Karl Robinson, managing director of Mistral, the Brighton-based internet service provider (ISP), is nursing a cold and is nervous about having his photo taken.

"It reminds me of being little and my mum making me take a brush to school to make sure my sister's hair looked nice for photographs," he said, cradling a mug of Lemsip.

This seems a good time to ask where his distinctive flash of silver hair comes from. "I don't know," he said. "But a lot of people think I dye it. It just appeared when I was 17. I had a Mini I used to get in and out of far too quickly and I think I must have banged my head."

I said it made him look like Reed Richards from the Fantastic Four comics. "More like Pepe Le Pew," he retorted.

Karl now drives a BMW, which is more in keeping with his achievements at Mistral.

The company, which had eight staff when he joined as the sole salesperson in May 2000, has started 2003 by moving some 40 employees into new offices in Tower Point, North Road.

It finished 2002 by making a second acquisition and being placed 24th in the Sunday Times ARM Tech Track 100 for the fastest-growing unquoted technology companies in the country, after growing sales by 123 per cent in the two years to 2001.

Cold or no cold, Karl's enthusiasm is apparent as he explains the firm's future plans, including further expansion, and his thoughts on the internet.

Karl was born in the Isle of Man and that has influenced a number of key decisions.

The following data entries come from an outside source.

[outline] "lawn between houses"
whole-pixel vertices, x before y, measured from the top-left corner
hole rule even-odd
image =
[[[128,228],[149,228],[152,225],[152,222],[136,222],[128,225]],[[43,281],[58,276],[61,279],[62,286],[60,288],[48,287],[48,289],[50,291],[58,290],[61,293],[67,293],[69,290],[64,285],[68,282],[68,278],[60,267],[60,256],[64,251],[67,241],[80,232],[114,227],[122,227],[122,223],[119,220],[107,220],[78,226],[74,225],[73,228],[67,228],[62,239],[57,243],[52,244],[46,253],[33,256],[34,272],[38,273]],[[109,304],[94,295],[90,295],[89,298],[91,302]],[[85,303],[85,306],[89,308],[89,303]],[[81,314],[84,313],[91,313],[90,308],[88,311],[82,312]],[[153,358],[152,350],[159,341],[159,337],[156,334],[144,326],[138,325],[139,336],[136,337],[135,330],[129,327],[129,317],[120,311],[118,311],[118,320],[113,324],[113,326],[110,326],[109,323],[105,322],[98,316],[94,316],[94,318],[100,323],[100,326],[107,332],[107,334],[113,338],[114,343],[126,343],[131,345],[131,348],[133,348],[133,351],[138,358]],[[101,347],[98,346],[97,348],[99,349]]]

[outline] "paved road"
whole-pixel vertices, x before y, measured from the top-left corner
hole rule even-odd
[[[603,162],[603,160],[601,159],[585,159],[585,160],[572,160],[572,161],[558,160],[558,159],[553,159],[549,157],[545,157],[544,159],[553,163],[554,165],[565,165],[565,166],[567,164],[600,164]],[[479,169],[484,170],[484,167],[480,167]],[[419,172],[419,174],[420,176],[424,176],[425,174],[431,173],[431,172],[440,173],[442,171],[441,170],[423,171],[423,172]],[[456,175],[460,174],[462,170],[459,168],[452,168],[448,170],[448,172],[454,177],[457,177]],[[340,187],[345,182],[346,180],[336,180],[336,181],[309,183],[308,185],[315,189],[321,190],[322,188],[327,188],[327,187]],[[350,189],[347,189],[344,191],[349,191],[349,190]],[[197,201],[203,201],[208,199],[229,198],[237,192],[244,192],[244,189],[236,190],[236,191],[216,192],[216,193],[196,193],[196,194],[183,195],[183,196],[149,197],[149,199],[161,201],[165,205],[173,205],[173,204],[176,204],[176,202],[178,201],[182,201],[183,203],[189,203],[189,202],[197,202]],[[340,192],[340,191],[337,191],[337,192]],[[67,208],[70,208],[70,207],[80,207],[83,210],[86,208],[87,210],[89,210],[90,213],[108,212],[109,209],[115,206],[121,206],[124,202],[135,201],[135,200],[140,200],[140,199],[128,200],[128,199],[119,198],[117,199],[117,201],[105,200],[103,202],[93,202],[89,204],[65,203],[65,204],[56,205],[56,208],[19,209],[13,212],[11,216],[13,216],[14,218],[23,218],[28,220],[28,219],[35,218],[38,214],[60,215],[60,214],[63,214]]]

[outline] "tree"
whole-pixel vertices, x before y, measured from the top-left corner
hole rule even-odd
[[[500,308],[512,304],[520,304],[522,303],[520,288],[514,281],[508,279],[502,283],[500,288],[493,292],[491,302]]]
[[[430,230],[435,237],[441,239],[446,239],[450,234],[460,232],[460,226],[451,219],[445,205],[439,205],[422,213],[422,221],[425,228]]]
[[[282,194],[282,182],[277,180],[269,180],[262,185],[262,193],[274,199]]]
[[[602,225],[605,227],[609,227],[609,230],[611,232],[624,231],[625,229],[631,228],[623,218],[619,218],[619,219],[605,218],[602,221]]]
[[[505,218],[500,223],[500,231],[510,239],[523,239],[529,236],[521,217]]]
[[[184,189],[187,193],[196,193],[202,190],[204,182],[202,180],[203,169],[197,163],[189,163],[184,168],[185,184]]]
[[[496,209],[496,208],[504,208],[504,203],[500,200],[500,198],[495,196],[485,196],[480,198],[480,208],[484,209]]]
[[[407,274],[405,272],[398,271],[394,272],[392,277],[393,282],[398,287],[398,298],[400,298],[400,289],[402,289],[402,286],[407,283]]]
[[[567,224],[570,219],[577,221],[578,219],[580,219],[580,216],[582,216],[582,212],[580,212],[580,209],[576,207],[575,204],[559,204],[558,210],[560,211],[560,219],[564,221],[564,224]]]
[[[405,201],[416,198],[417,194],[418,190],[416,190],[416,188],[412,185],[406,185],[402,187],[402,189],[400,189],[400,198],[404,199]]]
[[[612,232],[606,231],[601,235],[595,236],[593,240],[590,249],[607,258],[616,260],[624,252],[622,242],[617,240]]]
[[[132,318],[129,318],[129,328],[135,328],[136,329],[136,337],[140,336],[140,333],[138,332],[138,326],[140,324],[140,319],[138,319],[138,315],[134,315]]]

He said: "I chose Lancaster University partly because of its location. You've got a four hour boat trip from the isle so I didn't want to go much further when I reached dry land.

"I knew I didn't want to go back after university because I would have been sucked into financial services."

Although he studied marketing and French for four years, which included a year working in Paris, on leaving university he applied to join the police. His asthma meant he was unsuccessful, which was "a pity because I wanted to feel I was doing something that had some worth other than a monetary one".

However, a move to Horsham started a chain of events that eventually led him to Mistral.

After a short stint with Eurobell "planning when and where the company should dig up roads to install its cables"

he stumbled into IT almost by accident.

He said: "This agency guy phoned me and said I was the ideal candidate for an IT sales job. I told them I wasn't interested - I didn't want to be a vacuum cleaner salesman."

But the promise of a company car, a laptop and a mobile phone was too tempting for someone just out of university and Karl joined Brighton-based Rocc in early 1997. He left after 18 great months.

He said: "By that time I was confident I could sell and, of course, the internet was booming.

I thought I'd like a bit of that' even though I knew very little about it. I wasn't sure what the recruitment guy was talking about - I didn't even know what an ISP was - but I went with it and got interviews."

He joined PSI Net, commuting from his home in Brighton to London. When the time came to move on, Mistral's founder Steve Spink offered him the sales job he held until becoming managing director in 2002. He admits he was nervous about joining, because of the sole responsibility for sales.

He said: "At times I miss the cut and thrust of selling now I'm in charge and at times I don't. I enjoy meeting clients and doing demonstrations but I do not miss prospecting or shaving margins to match other companies. Anyone who says they do is lying."

Life away from the office has also been busy. He has recently bought a house in Woodingdean with his fiancee Urszula, whom he will marry in the summer.

He enjoys mountain biking and has tried kite surfing, although he admits he hasn't been able to spend us much time outdoors as he would like.

He does like the internet though and, more than this, believes in it. "The internet is the second most important form of communication after telephony. One day it will overtake it.

"The dot coms are the dot gones and the days of thinking up a silly name for a site, flogging whatever you liked, raising huge amounts of venture capital and then spending everything without ever making a penny are gone.

"They were a flash in the pan, the internet is not," he says, as he shows me out of his office, eager to get back to work.

One suspects he is no flash in the pan either.